Inside my skull, a small voice whispered: Do I have a tumor, or does he? Because my math isn’t that wrong.

Then I asked:

“In which role do you see me? Because if I may not cook for you, may not do this for you, because you feel ‘restricted’, then what do you actually want?”

He drifted. He loves the idea of being loved. He sabotages the reality. He loves the idea of a relationship, but only if he can be single inside it. It’s like a john going to a prostitute, coming home, and telling his wife:

“But I paid. That’s not cheating.”

We had a deal, once. He would tell me where the blame lay. But he only does it after the injury, after he has proven again that I’m not worthy of his trust. That I’m not “good enough” to be spoken to directly.

And still, I held my ground.

“There are studies behind me, Darek. Science. Not just feelings. When mothers see their own dog and their own child, their brains light up in the same networks — emotion, reward, attachment. Stoeckel et al., 2014. That’s not fiction. That’s biology. If your friend compliments my dog more than you, fine, I’ll tell him to compliment you. So you won’t be jealous the dog gets more than you.”

The room went still. The dog yawned, oblivious, yet somehow the only one of us sane.

And then it hit me — as cold and clean as a blade:

He is in love with the thing he imagined, not with what stands before him.

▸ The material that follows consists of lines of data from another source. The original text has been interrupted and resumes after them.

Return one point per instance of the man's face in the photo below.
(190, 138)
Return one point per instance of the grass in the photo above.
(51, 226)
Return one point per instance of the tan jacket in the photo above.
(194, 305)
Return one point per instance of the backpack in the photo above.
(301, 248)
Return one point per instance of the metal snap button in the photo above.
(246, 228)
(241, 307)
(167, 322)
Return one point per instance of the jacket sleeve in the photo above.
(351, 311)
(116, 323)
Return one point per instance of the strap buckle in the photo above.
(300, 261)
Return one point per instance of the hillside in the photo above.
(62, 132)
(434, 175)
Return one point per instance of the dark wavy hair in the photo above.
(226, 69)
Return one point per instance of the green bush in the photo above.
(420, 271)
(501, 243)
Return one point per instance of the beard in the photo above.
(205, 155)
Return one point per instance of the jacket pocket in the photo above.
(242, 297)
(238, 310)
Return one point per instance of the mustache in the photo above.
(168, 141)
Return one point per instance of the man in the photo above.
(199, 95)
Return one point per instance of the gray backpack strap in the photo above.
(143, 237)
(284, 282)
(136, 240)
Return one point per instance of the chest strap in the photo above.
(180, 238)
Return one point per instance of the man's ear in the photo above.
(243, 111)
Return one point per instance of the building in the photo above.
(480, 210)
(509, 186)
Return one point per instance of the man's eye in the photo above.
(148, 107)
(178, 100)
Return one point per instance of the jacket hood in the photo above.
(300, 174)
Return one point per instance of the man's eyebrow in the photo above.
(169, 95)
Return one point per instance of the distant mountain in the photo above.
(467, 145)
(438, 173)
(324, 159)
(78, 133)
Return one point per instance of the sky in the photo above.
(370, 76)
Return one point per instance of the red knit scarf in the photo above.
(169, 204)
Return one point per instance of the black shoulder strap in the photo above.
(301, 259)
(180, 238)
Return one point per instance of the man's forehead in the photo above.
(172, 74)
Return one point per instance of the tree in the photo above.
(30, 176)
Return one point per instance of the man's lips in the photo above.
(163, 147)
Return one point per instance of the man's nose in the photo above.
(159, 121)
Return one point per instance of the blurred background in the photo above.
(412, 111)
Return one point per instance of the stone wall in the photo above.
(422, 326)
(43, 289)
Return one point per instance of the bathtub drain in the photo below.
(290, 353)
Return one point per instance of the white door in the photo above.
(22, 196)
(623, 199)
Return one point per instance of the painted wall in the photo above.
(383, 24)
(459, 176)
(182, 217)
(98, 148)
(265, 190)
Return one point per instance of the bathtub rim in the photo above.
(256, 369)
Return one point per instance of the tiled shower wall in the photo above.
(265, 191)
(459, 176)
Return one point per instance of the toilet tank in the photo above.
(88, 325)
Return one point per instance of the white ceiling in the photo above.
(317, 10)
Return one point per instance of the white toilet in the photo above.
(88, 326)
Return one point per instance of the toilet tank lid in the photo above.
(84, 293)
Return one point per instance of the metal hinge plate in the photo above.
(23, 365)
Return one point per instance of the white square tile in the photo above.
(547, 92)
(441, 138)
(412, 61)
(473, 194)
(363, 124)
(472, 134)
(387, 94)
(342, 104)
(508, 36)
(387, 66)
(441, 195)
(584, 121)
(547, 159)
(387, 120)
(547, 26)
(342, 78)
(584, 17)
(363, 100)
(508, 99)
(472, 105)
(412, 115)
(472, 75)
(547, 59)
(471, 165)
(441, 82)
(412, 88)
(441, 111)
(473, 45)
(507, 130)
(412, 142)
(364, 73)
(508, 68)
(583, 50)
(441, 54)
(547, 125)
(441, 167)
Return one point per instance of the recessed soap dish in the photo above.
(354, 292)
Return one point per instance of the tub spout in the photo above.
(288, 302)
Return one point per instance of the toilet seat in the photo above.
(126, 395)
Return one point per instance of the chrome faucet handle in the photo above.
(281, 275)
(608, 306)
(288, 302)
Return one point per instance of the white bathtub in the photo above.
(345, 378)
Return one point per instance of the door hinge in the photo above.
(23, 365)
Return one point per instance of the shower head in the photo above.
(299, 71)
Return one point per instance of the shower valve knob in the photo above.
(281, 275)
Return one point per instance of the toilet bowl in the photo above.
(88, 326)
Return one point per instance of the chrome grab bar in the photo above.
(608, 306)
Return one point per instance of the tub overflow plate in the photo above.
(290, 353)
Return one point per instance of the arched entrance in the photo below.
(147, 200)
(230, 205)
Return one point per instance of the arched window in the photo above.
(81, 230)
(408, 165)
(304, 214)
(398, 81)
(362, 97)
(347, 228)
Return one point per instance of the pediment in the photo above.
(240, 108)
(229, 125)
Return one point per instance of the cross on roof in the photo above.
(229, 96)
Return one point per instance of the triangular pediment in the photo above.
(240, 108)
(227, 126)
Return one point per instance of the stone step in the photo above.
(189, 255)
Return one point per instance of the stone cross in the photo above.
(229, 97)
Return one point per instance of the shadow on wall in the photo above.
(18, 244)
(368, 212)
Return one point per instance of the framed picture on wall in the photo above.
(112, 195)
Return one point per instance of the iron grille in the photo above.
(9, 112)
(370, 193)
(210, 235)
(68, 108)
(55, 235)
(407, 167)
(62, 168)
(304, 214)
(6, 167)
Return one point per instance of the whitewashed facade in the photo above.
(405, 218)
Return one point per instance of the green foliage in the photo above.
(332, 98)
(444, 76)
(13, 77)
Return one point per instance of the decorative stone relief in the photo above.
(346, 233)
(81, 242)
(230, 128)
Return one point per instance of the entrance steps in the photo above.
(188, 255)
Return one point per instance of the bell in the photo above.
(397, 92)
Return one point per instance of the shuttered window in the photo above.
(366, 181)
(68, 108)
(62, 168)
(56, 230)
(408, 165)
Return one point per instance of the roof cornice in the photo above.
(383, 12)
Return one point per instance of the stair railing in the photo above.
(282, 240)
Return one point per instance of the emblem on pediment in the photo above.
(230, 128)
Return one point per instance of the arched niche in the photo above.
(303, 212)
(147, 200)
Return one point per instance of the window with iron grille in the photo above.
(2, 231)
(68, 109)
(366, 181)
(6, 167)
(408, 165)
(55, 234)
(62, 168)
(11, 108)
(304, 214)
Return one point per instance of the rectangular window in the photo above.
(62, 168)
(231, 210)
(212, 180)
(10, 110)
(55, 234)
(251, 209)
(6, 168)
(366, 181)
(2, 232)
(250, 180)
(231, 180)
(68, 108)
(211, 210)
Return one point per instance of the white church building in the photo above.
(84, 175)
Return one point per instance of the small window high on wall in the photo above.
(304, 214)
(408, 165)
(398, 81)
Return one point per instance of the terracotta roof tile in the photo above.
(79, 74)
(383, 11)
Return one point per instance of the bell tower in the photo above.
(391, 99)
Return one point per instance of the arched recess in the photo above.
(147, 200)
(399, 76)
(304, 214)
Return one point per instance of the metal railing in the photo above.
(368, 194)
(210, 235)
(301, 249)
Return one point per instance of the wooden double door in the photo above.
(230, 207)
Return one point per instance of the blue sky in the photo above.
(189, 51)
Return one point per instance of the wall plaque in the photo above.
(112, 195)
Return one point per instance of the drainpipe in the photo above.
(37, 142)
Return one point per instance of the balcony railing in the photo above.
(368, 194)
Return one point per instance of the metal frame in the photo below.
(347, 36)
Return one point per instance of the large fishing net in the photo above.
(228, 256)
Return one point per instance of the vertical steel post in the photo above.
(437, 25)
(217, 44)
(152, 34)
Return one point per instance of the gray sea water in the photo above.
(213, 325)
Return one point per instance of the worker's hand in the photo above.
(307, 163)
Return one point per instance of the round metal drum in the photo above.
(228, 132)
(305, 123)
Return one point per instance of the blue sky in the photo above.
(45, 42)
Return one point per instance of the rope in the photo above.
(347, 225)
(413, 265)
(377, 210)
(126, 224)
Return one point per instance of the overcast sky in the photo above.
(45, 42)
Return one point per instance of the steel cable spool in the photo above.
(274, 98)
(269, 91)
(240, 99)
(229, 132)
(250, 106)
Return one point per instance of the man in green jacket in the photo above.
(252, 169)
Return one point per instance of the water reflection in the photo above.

He can focus only on the principle of being adored, not on the act of answering a simple question. He cannot survive the hunger of love because he only wants to feed, never to be fed.But then I pause, and I ask myself — and him, silently: But what does love actually mean? We’ve read it in Corinthians, the First Letter, Chapter 13: love is patient, love is kind. But is it really? In practice? In a flat at 5:30 a.m., with church bells clanging and a dog staring at you like a miniature oracle? And what about other religions, philosophies — what do they say? When does the child, or the dog, become a problem? When does your identity show up to object, conveniently, only when it suits you?

Because suddenly, the religion that was invisible yesterday is screaming today. Aha, it says, I have arrived. As if there’s a switch: Jewish, Muslim, secular — take your pick, just as long as it interferes exactly where it bothers the most.

And I think: maybe love isn’t a switch either. Maybe it’s a stubborn dog, a small human, a responsibility that bites when you least expect it. Perhaps, in a world where someone’s ego and a dog’s loyalty collide, the only sensible response is to take a deep breath, pour a cup of tea, and remember that science — yes, the messy, wonderful neuroscience — is on your side. For parents, whether of humans or canines, those same circuits fire in our brains: attachment, care, protection. We cannot cheat biology; it will insist on recognition, attention, love — even from a miniature four-legged tyrant.

And so I sit, in my British morning, with humor like a teabag steeped too long: knowing that love is hunger, no man survives, and yet still, somewhere in the chaos of identities, religions, and furry dependency, I can ask the real question: what does it mean to truly be fed?